Shariff avait carrément mis les pieds dans le plat. Flora regarda Tim, intensément.
« Alors, tu vas te débiner, cette fois encore ? » songea-t-elle.
Après une seconde d’hésitation, il endossa le nouveau rôle qu’on lui confiait :
– Il va bien falloir. On doit être là-bas le plus vite possible, si on veut trouver un indice… Avant que l’hôtel ne réexpédie leurs affaires. Flora cherchera d’éventuelles traces électroniques, dans les archives de WarDogs, ShylocK et AC Hemato… Nous, on fouillera les valises pendant ce temps-là.
– Il y a juste un problème, les garçons.
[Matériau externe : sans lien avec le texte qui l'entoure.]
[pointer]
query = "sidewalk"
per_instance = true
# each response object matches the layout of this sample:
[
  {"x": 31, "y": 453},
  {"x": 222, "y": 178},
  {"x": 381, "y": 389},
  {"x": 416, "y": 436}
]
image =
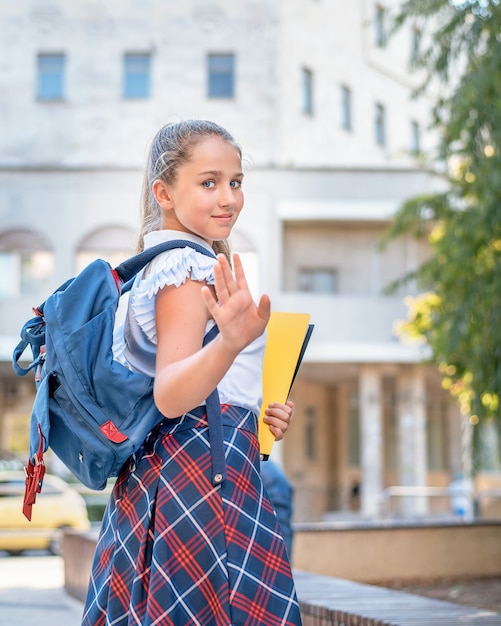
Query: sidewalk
[{"x": 32, "y": 592}]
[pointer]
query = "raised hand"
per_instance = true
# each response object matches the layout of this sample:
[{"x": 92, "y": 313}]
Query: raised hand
[{"x": 239, "y": 319}]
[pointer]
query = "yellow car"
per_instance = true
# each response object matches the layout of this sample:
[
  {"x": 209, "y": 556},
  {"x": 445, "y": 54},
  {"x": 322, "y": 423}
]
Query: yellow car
[{"x": 59, "y": 506}]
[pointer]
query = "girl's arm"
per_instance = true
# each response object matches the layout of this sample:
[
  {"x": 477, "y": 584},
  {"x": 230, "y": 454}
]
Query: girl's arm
[{"x": 186, "y": 373}]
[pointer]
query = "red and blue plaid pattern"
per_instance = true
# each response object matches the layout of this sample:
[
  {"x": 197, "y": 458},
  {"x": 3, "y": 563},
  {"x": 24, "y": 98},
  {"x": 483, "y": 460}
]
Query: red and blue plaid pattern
[{"x": 176, "y": 550}]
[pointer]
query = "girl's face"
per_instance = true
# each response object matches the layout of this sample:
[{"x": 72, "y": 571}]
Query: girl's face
[{"x": 206, "y": 197}]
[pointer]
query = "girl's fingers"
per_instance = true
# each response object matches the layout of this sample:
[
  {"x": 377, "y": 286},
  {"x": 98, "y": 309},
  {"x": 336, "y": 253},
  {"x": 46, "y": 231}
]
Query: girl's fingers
[{"x": 239, "y": 272}]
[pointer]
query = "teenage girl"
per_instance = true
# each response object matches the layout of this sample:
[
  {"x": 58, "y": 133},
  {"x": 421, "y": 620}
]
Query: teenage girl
[{"x": 189, "y": 536}]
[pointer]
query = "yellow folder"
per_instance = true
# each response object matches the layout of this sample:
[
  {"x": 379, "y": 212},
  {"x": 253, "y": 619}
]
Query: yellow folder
[{"x": 287, "y": 337}]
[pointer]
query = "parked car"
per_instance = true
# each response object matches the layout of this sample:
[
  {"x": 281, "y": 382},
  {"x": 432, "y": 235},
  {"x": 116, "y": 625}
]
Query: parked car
[{"x": 57, "y": 507}]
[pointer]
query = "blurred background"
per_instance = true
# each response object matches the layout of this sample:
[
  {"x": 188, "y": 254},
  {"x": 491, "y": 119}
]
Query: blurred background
[{"x": 321, "y": 97}]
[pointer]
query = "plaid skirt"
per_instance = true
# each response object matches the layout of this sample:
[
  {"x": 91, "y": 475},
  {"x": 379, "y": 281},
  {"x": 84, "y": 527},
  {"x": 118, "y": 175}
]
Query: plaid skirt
[{"x": 175, "y": 549}]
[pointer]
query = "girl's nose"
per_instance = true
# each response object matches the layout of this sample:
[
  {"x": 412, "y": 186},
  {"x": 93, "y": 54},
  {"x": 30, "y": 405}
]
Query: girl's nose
[{"x": 226, "y": 196}]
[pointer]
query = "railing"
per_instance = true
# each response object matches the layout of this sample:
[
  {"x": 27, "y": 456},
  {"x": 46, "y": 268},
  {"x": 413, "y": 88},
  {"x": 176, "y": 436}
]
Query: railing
[{"x": 478, "y": 497}]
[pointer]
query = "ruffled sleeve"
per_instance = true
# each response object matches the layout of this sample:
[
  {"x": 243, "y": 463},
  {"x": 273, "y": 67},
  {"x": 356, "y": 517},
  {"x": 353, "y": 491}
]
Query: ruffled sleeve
[{"x": 169, "y": 268}]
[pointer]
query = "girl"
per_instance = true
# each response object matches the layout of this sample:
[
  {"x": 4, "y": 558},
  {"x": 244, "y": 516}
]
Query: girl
[{"x": 189, "y": 537}]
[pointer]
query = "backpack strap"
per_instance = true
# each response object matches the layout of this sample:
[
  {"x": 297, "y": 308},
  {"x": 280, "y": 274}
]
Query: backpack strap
[{"x": 215, "y": 420}]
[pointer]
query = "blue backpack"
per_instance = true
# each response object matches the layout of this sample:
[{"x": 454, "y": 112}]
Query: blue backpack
[{"x": 92, "y": 411}]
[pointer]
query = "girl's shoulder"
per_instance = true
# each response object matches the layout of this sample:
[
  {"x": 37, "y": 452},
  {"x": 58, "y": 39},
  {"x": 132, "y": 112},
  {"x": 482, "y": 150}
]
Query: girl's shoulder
[{"x": 174, "y": 267}]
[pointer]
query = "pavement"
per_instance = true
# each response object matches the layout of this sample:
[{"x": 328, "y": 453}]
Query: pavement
[{"x": 32, "y": 592}]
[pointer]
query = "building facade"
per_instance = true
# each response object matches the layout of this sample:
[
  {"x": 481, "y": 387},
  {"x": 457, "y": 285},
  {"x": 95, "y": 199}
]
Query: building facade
[{"x": 320, "y": 100}]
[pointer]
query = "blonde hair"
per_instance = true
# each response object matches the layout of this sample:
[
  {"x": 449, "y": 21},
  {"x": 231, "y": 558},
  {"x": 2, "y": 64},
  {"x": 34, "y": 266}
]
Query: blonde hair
[{"x": 172, "y": 147}]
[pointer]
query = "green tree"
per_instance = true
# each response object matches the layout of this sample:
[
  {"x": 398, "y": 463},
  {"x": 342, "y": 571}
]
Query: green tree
[{"x": 459, "y": 312}]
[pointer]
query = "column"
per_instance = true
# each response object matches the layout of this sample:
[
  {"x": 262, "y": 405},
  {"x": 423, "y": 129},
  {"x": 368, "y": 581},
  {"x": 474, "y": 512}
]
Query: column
[
  {"x": 412, "y": 462},
  {"x": 371, "y": 440}
]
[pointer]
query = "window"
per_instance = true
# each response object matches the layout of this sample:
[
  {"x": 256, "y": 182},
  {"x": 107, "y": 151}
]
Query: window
[
  {"x": 380, "y": 27},
  {"x": 50, "y": 76},
  {"x": 307, "y": 88},
  {"x": 317, "y": 280},
  {"x": 379, "y": 125},
  {"x": 26, "y": 265},
  {"x": 415, "y": 44},
  {"x": 221, "y": 75},
  {"x": 345, "y": 108},
  {"x": 136, "y": 76},
  {"x": 415, "y": 138}
]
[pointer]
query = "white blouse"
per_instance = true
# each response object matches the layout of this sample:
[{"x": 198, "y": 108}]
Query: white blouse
[{"x": 242, "y": 384}]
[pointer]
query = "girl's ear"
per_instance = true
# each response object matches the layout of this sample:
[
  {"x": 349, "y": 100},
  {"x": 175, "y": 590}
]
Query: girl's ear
[{"x": 161, "y": 191}]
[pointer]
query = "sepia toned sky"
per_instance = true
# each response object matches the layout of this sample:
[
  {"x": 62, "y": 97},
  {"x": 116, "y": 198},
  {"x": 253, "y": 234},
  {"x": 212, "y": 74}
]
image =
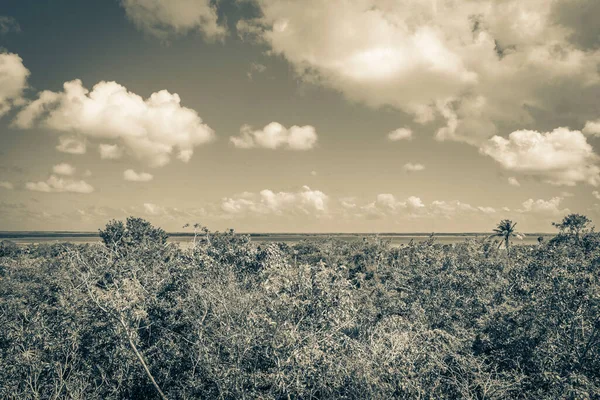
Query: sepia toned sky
[{"x": 299, "y": 116}]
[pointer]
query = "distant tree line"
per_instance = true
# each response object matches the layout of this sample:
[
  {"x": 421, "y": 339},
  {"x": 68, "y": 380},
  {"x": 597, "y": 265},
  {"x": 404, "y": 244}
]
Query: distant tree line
[{"x": 137, "y": 317}]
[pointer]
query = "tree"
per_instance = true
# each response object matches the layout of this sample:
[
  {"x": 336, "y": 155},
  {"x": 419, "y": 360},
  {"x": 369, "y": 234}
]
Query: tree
[
  {"x": 574, "y": 225},
  {"x": 505, "y": 230},
  {"x": 136, "y": 232}
]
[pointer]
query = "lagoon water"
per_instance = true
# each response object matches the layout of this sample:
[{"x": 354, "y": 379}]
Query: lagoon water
[{"x": 24, "y": 238}]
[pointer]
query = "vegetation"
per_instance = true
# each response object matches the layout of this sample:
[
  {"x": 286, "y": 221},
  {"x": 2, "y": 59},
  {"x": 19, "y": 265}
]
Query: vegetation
[
  {"x": 506, "y": 231},
  {"x": 139, "y": 318}
]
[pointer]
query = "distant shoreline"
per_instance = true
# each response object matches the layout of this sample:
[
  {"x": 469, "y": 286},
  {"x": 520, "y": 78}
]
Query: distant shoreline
[{"x": 76, "y": 234}]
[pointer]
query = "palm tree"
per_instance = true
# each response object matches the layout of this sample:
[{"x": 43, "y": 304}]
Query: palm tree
[{"x": 506, "y": 230}]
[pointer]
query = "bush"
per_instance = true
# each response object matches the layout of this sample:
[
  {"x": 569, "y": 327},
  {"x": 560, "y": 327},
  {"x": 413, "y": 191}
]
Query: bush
[{"x": 140, "y": 318}]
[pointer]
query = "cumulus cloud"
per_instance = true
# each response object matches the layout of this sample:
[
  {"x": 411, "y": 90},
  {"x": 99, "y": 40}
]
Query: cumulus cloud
[
  {"x": 63, "y": 169},
  {"x": 255, "y": 68},
  {"x": 71, "y": 145},
  {"x": 6, "y": 185},
  {"x": 274, "y": 136},
  {"x": 110, "y": 151},
  {"x": 544, "y": 207},
  {"x": 13, "y": 80},
  {"x": 303, "y": 202},
  {"x": 55, "y": 184},
  {"x": 513, "y": 181},
  {"x": 388, "y": 206},
  {"x": 400, "y": 134},
  {"x": 470, "y": 64},
  {"x": 151, "y": 130},
  {"x": 560, "y": 157},
  {"x": 132, "y": 176},
  {"x": 410, "y": 167},
  {"x": 165, "y": 18}
]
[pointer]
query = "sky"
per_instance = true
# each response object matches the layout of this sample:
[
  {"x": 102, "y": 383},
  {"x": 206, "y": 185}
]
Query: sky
[{"x": 299, "y": 116}]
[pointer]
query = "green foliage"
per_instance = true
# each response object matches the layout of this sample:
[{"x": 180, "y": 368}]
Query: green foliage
[
  {"x": 229, "y": 319},
  {"x": 506, "y": 231}
]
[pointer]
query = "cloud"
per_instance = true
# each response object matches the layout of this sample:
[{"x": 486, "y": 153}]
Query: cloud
[
  {"x": 410, "y": 167},
  {"x": 6, "y": 185},
  {"x": 388, "y": 206},
  {"x": 560, "y": 157},
  {"x": 513, "y": 181},
  {"x": 255, "y": 68},
  {"x": 544, "y": 207},
  {"x": 165, "y": 18},
  {"x": 55, "y": 184},
  {"x": 131, "y": 175},
  {"x": 470, "y": 64},
  {"x": 303, "y": 202},
  {"x": 63, "y": 169},
  {"x": 449, "y": 209},
  {"x": 71, "y": 145},
  {"x": 13, "y": 80},
  {"x": 110, "y": 151},
  {"x": 8, "y": 24},
  {"x": 400, "y": 134},
  {"x": 275, "y": 135},
  {"x": 153, "y": 209},
  {"x": 150, "y": 130}
]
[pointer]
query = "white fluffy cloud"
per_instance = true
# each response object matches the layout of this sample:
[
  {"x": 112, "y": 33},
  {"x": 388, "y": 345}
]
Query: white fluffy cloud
[
  {"x": 163, "y": 18},
  {"x": 151, "y": 130},
  {"x": 275, "y": 135},
  {"x": 469, "y": 63},
  {"x": 63, "y": 169},
  {"x": 400, "y": 134},
  {"x": 513, "y": 181},
  {"x": 110, "y": 151},
  {"x": 411, "y": 167},
  {"x": 71, "y": 145},
  {"x": 132, "y": 176},
  {"x": 6, "y": 185},
  {"x": 560, "y": 157},
  {"x": 386, "y": 204},
  {"x": 544, "y": 207},
  {"x": 55, "y": 184},
  {"x": 13, "y": 80},
  {"x": 303, "y": 202}
]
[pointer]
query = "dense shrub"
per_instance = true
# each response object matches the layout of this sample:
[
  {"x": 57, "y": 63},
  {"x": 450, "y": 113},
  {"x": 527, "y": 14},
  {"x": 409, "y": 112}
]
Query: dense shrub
[{"x": 140, "y": 318}]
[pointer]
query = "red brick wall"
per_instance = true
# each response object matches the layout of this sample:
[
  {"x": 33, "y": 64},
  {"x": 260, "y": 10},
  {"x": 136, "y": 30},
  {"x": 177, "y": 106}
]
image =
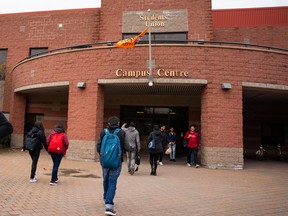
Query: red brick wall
[
  {"x": 264, "y": 26},
  {"x": 219, "y": 121},
  {"x": 276, "y": 36},
  {"x": 199, "y": 16},
  {"x": 41, "y": 30}
]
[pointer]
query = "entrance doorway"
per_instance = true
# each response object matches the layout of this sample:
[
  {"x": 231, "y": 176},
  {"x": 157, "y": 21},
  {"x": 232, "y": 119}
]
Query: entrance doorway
[{"x": 147, "y": 116}]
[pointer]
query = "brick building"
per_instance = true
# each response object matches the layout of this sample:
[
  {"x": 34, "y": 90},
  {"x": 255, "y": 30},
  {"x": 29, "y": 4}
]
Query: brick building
[{"x": 223, "y": 70}]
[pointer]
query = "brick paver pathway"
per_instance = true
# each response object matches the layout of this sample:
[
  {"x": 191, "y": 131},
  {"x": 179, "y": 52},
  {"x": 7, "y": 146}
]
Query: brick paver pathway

Le plus vite possible, ce ne sera pas avant trois jours. Je deviens Catwoman cette nuit.
– Eh bien on n’a plus qu’à espérer que l’Hôtel du Lac accepte les animaux, parce qu’on n’a pas exactement trois jours devant nous.
C’était au tour de Tim de la fixer, avec une douce fermeté.
Quand Shariff eut quitté la chambre pour « préparer ses armes », elle attaqua :
– Comme tu l’as vu avec celui de Matthew, je peux forcer n’importe quel serveur en quelques minutes, Tim. Quand nous aurons retrouvé McIntyre, il faudra que tu m’expliques ce que tu avais l’intention de faire en réservant un billet d’avion pour Missoula départ demain. Un seul billet…
Elle montra sa main, où brillait un petit diamant de peu de valeur, à l’éclat blanc :
– On est mariés, Tim. Toi et moi. Si c’est au-dessus de tes forces d’y croire, tu n’as qu’à faire semblant.